It is possible that at a big jazz festival you can get a little jaded. If you went to see Roy Hargrove’s quintet in your home town, you would probably have a fun night out. But at Umbria, in an ocean of great music, Hargrove’s set disappeared within moments after the encore. What Hargrove has, in spades, is attitude. Between his fiery, brief, conventional solos, all notably lacking in original ideas, he strutted around the stage like the town badass. His alto saxophonist, Justin Robinson, took the same messy, shrill, slithering solo on every song. Hargrove’s programmed excitement felt phoned-in. (Full disclosure: The near-full house in the Morlacchi loved it.)
Umbria used a new venue this year, the Umbrò cafe. The duo of clarinetist Anat Cohen and guitarist Marcello Gonçalves were artists-in-residence and played Brazilian music there seven times. Every performance was standing-room-only. Their repertoire mostly came from their Grammy-nominated album Outra Coisa. The songs were elegant and seductive and precise, and always opened for Cohen’s wheeling, swooping, soaring flights: ecstasy as music.
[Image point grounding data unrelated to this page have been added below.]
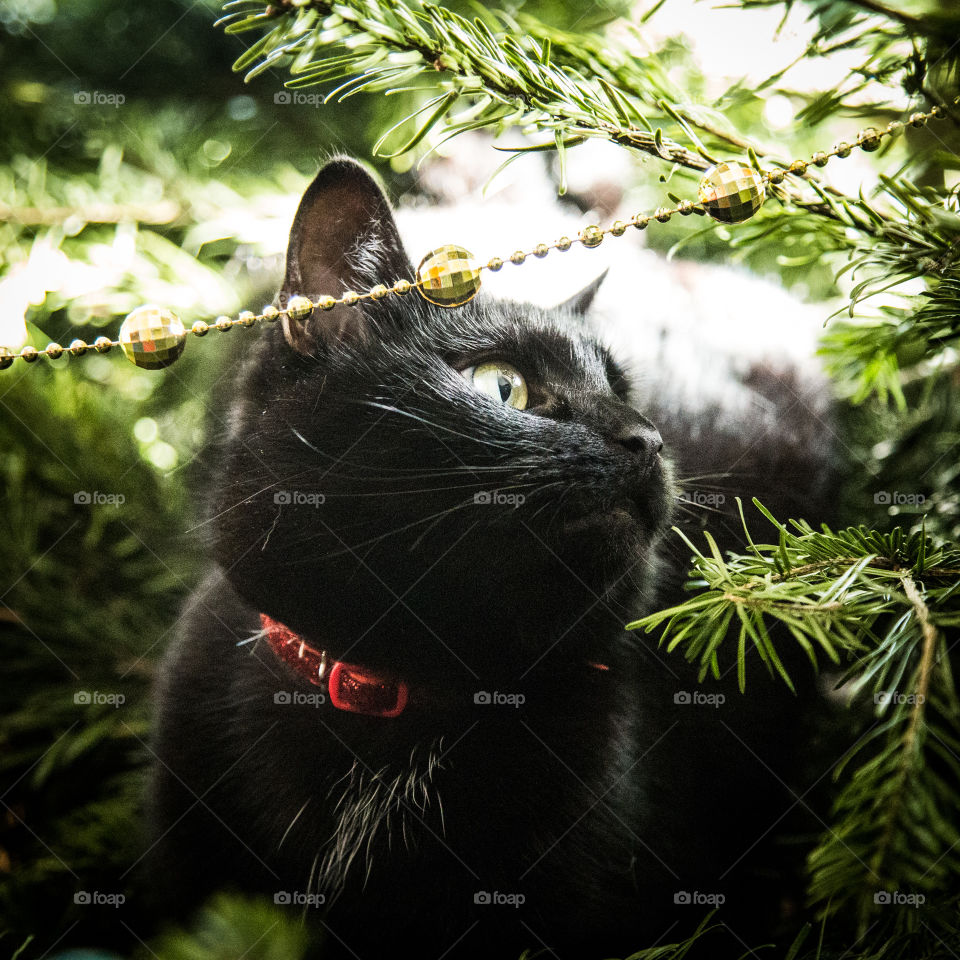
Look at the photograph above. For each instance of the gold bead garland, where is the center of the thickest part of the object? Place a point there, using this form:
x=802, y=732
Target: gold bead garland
x=153, y=337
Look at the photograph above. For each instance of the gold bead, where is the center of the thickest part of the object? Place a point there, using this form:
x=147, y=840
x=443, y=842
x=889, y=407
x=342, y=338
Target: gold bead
x=868, y=140
x=299, y=308
x=449, y=276
x=591, y=236
x=731, y=192
x=152, y=337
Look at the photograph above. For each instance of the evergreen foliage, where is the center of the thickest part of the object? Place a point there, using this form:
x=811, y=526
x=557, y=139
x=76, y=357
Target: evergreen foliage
x=177, y=181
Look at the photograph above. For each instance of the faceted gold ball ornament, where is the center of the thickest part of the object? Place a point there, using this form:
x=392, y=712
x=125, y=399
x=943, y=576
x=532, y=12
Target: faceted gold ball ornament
x=152, y=337
x=448, y=276
x=299, y=308
x=731, y=192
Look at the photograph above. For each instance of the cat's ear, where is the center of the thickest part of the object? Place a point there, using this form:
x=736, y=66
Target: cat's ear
x=343, y=238
x=580, y=302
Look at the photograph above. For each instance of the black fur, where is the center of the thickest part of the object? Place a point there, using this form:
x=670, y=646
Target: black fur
x=597, y=800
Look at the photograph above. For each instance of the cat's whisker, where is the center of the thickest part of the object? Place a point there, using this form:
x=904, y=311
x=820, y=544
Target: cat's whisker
x=700, y=506
x=436, y=426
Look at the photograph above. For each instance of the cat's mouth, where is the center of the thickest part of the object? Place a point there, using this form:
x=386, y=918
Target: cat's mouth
x=638, y=511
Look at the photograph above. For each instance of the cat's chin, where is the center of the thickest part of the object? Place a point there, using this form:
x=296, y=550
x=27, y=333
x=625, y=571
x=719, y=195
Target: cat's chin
x=625, y=519
x=621, y=532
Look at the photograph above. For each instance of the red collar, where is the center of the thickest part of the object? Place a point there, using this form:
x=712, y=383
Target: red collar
x=351, y=687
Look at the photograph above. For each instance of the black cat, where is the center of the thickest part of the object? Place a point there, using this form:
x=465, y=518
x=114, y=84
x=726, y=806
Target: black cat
x=403, y=701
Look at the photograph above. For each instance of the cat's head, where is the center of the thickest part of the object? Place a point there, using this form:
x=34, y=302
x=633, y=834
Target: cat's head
x=399, y=476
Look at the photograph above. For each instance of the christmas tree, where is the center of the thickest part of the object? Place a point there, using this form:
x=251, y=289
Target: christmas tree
x=154, y=174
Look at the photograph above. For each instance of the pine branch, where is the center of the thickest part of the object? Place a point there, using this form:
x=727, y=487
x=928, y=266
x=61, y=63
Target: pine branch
x=880, y=604
x=510, y=79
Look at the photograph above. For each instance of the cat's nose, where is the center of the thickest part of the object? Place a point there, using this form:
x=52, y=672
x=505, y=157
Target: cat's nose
x=641, y=438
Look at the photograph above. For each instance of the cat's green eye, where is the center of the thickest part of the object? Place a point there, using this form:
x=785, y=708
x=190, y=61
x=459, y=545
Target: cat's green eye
x=499, y=381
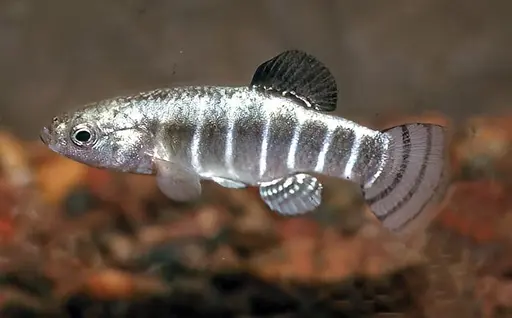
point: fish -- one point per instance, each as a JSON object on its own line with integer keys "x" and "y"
{"x": 278, "y": 133}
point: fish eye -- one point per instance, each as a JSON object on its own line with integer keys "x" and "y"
{"x": 82, "y": 135}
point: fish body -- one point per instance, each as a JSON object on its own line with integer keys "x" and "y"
{"x": 275, "y": 133}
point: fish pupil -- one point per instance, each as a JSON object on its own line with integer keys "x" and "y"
{"x": 83, "y": 136}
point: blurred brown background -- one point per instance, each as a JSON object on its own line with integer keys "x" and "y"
{"x": 451, "y": 56}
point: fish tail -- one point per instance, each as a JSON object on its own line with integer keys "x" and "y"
{"x": 414, "y": 177}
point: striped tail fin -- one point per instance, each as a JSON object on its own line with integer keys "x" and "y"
{"x": 413, "y": 180}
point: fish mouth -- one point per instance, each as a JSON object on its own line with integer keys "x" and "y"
{"x": 45, "y": 136}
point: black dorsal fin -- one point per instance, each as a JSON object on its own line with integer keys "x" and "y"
{"x": 301, "y": 76}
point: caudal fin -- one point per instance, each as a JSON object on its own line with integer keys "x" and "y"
{"x": 414, "y": 178}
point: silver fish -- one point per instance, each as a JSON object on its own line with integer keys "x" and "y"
{"x": 275, "y": 133}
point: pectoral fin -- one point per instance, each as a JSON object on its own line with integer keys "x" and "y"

A venue that has become important at Umbria is Sala Podiani, a beautiful two-story museum space in the Galleria Nazionale dell’Umbria. There were noon concerts there for nine days, by solo performers or small ensembles. Last year this tall room with marble floors was a reverberant acoustic disaster. This year it was much improved by the addition of carpeting, upholstered seating, and wall units for sound traps. Italy’s most important and wildest trombonist, Gianluca Petrella, has a new project with vibraphonist Pasquale Mirra that has mellowed him a little. They played a free yet heartfelt “Goodbye Pork Pie Hat,” Mingus’ immortal eulogy for Lester Young. (It would have been nice to hear the Mingus Big Band also play it.). Ethan Iverson gave a fun, friendly, and rare solo piano recital. Dan Kinzelman’s Ghost is a unique four-horn chamber ensemble often willing to blow the doors off the chamber. A new group containing three of Italy’s most talented, most fearless players (guitarist Francesco Diodati, trombonist Filippo Vignato, and bassist Francesco Ponticelli) surprised everyone by behaving themselves. They played an atmospheric set of concentrated quietude. Elvis Costello’s “Someone Took the Words Away” emanated into a room of dead silence.
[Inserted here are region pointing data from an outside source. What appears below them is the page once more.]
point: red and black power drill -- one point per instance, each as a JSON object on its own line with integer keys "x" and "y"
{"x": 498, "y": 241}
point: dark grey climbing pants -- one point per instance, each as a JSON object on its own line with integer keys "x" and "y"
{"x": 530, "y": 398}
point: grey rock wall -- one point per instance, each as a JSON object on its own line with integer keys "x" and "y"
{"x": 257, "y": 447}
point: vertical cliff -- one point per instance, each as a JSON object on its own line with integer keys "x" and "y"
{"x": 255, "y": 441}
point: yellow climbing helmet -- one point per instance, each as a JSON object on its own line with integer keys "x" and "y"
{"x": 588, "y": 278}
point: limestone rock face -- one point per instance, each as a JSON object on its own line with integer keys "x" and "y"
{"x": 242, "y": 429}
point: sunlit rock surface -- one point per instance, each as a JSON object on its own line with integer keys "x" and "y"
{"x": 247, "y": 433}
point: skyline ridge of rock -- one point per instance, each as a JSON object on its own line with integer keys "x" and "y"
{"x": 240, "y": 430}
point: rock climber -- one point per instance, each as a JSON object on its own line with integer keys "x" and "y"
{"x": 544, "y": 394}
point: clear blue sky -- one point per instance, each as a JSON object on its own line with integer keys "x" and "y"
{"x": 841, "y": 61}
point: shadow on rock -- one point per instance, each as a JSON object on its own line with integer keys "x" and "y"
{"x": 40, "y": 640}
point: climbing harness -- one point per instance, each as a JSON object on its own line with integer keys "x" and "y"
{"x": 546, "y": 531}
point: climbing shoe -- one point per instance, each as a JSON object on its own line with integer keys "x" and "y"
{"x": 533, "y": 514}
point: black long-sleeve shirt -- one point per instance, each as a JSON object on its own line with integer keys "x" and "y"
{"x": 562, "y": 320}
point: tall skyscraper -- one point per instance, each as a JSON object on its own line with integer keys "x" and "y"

Two solo piano recitals in Sala Podiani were the framing, defining moments of Umbria 2018. On the second day, Stefano Battaglia’s concert was titled “Pelagos,” for his recent ECM album. But he did not do songs from Pelagos, except in glimpses and passing allusions. Instead he sat down and played for an hour without interruption or announcement, and completely reimagined his album, which was inspired by the migrants and exiles now seeking asylum in Europe, and their suffering. He is one of the great unheralded pianists in jazz, whose technical mastery serves asymmetrical, episodic, proprietary, sometimes jagged lyricism of enormous spiritual power. In music that came out of tragic awareness and empathy, there were cries of pain but also recognitions of courage. It is a central paradox of art: that portrayals of sadness and darkness, in their truth, can be beautiful.
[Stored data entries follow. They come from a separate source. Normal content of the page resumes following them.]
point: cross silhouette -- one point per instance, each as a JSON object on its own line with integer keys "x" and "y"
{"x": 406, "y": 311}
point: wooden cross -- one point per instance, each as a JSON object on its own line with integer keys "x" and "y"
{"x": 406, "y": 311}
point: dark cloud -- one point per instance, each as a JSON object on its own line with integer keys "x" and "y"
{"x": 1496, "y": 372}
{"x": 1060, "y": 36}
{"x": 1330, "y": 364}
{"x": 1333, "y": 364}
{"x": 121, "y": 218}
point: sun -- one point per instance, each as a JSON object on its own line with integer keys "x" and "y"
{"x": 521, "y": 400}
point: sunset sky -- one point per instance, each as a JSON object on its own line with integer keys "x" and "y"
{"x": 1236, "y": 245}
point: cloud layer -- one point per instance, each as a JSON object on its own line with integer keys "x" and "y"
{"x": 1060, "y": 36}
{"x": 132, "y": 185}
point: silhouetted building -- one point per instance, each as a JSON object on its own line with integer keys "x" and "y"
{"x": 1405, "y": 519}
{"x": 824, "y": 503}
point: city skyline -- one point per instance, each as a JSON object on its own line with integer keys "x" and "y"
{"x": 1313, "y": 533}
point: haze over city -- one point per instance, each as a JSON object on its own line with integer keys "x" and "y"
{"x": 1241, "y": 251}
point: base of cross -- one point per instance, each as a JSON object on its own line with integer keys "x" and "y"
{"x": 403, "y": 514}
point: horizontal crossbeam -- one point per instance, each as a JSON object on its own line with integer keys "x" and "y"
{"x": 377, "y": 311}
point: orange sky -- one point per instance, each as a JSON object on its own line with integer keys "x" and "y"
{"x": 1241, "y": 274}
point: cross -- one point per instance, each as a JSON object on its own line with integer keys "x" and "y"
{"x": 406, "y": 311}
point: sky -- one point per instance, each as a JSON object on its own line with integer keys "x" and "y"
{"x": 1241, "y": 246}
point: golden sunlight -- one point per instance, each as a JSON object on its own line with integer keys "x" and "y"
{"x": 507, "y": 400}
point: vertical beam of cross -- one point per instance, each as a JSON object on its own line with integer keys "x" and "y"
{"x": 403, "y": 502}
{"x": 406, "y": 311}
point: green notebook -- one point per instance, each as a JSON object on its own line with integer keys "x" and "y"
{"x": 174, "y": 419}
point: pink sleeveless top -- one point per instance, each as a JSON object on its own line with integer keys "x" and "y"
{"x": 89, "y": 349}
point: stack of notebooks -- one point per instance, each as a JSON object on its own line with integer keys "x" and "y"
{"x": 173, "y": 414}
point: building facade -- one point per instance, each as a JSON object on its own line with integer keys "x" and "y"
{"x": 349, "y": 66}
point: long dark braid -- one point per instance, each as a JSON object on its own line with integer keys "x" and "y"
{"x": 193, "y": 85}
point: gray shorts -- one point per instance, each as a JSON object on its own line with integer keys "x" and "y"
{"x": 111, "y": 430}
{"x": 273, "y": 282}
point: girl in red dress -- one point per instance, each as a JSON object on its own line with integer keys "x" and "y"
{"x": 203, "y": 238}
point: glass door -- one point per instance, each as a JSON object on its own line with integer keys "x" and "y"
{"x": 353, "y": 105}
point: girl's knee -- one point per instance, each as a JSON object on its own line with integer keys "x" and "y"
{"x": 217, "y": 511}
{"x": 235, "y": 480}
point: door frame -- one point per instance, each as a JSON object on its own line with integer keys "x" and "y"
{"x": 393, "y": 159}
Danilo Rea is not unheralded. He is so popular in Italy that a second concert had to be added on the last day of the festival. Rea’s performance was very different from Battaglia’s, except in its emotional impact. Rea set in motion a 90-minute stream of consciousness in which songs like mileposts in the lives of everyone present kept coalescing out of the flow: “Come Together” became “Autumn Leaves” became “Hey Jude.” Rea created tapestries containing tribal memories as songs. The last was “Hallelujah,” in an extended rendering full of dramatic hesitations and more dramatic ascents. It was the apotheosis of Leonard Cohen’s greatest song. Some in the audience found themselves standing at the end. On rare occasions, the uplift of music can take you out of yourself. It can release you.